I’ll let you in on my best known secret. You can grab data directly from published Tableau workbooks without even opening them. This is handy when you don’t have access to an underlying database or when you’re dealing with a database that requires complicated table joins to extract the data you need.
Here’s the trick:
To download data from a Tableau workbook add “.csv” to the end of a worksheet’s URL.
Let’s try it!
Let’s the grab the data behind the internal Volkswagen vehicle workbook.
library(readr)
# MPCA Tableau site
pca_tableau <- "http://tableau.pca.state.mn.us/views/"
# Tableau worksheet URL
## Delete the link garbage
## Remove the "/#/" in the middle and the question mark at the end w/ anything that comes after
workbook <- "Volkswagenownership/VWownership"
# Complete URL
tableau_url <- paste0(pca_tableau, workbook)
# Final URL will look like this
tableau_url <- "http://tableau.pca.state.mn.us/views/VWVolkswagendieselregistrationsinMN/VWownership"
# Paste ".csv" to end of Tableau URL
tableau_url <- paste0(tableau_url, ".csv")
# Read data into a data frame
vw_cars <- read_csv(tableau_url)
# Take a look
head(vw_cars)
## # A tibble: 6 x 5
## `County number` County `Latitude (gene~ `Longitude (gen~ `% of VW regis~
## <chr> <chr> <dbl> <dbl> <chr>
## 1 Aitkin AITKIN 46.6 -93.4 0.2%
## 2 Anoka ANOKA 45.2 -93.3 5.0%
## 3 Becker BECKER 46.9 -95.7 0.3%
## 4 Beltrami BELTR~ 47.9 -95.0 0.3%
## 5 Benton BENTON 45.7 -94.1 0.5%
## 6 Big Stone BIGST~ 45.5 -96.5 0.1%
Isn’t that great? But there is one small caveat.
As an example, take a look at the Watershed Pollutant Load Monitoring workbook. Since the workbook loads to a Story the nifty .csv
trick won’t work on this page. We need to jump over to a worksheet or dashboard behind the story.
In this case the tabs are shown at the top, but this won’t always be true. Let’s try the tab “Download Annual data”.
Now that you know the name of the worksheet, the data is free for the taking. Let’s read it into R.
library(readr)
# MPCA Tableau site
pca_tableau <- "http://tableau.pca.state.mn.us/views/"
# Tableau workbook
workbook <- "wplmn_data_browser/DownloadAnnualData"
# Complete URL
tableau_url <- paste0(pca_tableau, workbook)

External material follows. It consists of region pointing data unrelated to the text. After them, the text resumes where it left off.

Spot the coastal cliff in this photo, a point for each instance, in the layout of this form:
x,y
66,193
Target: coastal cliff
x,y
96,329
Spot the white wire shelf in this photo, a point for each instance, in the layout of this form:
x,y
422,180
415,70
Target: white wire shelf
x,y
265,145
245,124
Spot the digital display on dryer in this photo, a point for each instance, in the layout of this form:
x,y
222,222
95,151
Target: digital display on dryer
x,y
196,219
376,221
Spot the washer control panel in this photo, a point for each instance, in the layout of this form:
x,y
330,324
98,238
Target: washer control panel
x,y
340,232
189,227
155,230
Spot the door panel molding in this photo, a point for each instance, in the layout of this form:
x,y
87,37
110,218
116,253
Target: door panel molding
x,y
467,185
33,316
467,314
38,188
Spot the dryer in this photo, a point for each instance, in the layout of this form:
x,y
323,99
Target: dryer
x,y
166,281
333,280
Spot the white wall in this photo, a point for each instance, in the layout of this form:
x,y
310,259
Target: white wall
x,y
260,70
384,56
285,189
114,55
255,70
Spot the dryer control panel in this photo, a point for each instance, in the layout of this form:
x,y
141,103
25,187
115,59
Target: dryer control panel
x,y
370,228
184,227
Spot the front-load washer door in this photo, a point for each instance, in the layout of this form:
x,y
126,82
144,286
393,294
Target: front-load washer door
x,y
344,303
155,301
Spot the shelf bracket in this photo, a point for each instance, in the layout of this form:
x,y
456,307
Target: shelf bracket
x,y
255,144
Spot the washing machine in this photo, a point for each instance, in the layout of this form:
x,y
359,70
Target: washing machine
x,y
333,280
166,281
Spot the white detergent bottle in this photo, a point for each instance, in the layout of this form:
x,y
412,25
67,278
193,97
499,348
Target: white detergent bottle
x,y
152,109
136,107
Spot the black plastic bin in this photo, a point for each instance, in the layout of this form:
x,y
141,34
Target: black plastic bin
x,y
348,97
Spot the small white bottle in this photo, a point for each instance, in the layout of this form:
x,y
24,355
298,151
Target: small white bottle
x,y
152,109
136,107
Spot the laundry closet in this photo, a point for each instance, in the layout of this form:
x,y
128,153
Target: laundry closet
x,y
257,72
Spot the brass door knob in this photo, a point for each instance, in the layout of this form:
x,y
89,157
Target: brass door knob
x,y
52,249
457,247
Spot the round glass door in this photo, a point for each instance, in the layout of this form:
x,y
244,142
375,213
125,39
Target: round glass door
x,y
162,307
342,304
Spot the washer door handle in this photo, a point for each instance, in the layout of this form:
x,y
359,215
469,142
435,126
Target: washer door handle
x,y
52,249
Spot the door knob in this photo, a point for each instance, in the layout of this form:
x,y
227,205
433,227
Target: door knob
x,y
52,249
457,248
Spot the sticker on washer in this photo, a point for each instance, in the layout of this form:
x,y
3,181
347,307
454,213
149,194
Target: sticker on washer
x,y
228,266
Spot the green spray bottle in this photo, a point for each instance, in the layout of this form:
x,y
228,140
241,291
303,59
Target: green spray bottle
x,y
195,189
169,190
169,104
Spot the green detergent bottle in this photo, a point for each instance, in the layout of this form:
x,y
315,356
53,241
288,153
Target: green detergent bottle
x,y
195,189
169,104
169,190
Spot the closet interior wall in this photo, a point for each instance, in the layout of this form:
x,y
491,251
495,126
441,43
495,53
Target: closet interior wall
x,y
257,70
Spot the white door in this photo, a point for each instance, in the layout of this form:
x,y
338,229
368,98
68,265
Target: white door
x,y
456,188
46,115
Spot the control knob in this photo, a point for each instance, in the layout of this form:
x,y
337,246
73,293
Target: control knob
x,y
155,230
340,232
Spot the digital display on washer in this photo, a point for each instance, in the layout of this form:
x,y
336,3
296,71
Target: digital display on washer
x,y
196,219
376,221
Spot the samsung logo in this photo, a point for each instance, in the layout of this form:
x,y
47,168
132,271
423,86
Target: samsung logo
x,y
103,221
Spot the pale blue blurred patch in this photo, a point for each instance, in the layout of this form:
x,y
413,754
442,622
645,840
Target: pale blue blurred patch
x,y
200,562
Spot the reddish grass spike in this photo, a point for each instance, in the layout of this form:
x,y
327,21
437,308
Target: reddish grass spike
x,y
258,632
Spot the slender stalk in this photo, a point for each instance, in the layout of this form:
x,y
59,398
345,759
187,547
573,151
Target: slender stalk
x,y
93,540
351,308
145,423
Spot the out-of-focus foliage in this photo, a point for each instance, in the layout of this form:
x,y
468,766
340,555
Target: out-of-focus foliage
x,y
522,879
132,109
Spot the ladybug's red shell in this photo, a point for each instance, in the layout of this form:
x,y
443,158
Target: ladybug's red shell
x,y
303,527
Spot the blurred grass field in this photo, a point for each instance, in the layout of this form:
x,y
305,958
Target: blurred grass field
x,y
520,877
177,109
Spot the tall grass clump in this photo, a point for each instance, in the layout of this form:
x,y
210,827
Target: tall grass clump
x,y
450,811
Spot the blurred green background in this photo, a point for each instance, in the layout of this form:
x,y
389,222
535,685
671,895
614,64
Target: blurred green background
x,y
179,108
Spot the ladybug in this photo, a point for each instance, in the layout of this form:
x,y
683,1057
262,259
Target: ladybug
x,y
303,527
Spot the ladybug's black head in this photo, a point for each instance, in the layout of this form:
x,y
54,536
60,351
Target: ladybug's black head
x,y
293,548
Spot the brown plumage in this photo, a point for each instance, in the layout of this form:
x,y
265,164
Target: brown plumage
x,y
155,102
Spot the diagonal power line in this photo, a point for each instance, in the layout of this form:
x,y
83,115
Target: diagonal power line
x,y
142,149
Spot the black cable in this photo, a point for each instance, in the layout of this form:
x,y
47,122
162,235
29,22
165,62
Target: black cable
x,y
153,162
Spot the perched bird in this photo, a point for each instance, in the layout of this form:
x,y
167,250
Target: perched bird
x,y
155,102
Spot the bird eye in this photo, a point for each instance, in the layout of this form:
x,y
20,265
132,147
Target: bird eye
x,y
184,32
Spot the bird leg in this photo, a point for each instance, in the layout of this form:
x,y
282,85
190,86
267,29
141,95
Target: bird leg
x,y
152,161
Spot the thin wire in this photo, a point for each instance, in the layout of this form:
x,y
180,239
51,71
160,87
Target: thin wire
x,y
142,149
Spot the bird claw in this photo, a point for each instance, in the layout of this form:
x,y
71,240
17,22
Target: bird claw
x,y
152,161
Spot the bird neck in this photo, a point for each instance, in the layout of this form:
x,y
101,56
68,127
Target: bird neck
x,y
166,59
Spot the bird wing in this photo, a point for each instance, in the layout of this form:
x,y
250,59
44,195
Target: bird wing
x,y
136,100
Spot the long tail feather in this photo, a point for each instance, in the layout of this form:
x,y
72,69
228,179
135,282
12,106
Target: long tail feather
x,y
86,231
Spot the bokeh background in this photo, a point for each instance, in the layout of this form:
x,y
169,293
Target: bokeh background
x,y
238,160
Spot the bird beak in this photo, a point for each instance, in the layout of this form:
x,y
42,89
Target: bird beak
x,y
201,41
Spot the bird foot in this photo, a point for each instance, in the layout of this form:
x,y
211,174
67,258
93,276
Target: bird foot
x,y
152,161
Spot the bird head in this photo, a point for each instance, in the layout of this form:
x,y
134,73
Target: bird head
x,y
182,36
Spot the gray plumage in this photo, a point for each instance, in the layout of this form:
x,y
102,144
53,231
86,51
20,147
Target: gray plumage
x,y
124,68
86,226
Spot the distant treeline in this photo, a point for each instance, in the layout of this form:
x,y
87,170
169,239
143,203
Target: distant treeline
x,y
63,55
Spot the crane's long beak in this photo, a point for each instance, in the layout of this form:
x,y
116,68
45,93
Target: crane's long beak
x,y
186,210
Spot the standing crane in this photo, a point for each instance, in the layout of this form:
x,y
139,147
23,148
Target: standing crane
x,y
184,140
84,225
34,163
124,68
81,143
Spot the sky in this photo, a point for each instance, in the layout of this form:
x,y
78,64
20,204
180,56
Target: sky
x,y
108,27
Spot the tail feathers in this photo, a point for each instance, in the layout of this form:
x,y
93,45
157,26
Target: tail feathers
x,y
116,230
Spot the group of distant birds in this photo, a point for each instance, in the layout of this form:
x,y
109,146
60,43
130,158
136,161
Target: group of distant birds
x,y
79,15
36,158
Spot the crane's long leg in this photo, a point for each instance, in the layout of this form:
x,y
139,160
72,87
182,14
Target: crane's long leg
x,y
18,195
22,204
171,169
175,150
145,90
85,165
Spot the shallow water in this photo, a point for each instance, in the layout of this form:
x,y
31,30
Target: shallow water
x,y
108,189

# Paste ".csv" to end of Tableau URL
tableau_url <- paste0(tableau_url, ".csv")
# Read data into a data frame
water <- read_csv(tableau_url)
# How many rows are there?
nrow(water)
## [1] 5293
# Take a look
head(water)
## # A tibble: 6 x 21
## Blank `Bsn Name` `CatchArea (acr~ `End date` `Equis ID` `FWMC (mg/L)`
## <chr> <chr> <int> <chr> <chr> <dbl>
## 1 <NA> Cedar Riv~ 92160 10/31/2013 S004-432 16
## 2 <NA> Cedar Riv~ 92160 10/31/2013 S004-432 1.7
## 3 <NA> Cedar Riv~ 92160 10/31/2013 S004-432 0.133
## 4 <NA> Cedar Riv~ 92160 10/31/2013 S004-432 NA
## 5 <NA> Cedar Riv~ 92160 10/31/2013 S004-432 35
## 6 <NA> Cedar Riv~ 92160 10/31/2014 S004-432 0.185
## # ... with 15 more variables: Huc12 <chr>, `Hydstra ID` <chr>,
## # `Intentionally blank` <chr>, Latitude <dbl>, Longitude <dbl>, `Mass
## # (kg)` <int>, Name <chr>, `Number of samples` <int>, `Org Name` <chr>,
## # Parameter <chr>, `Site Type` <chr>, `Start date` <chr>, `Vol (acre
## # ft)` <int>, Year <int>, `Yield (lbs/ac)` <dbl>
Wow! There’s over 4,000 rows of data. It looks like we got ALL the data. That’s because everything is selected in the filters on the right. If you’d like to download data for only a single site or a single year, you can change the filter by adding a little magic to the end of the URL.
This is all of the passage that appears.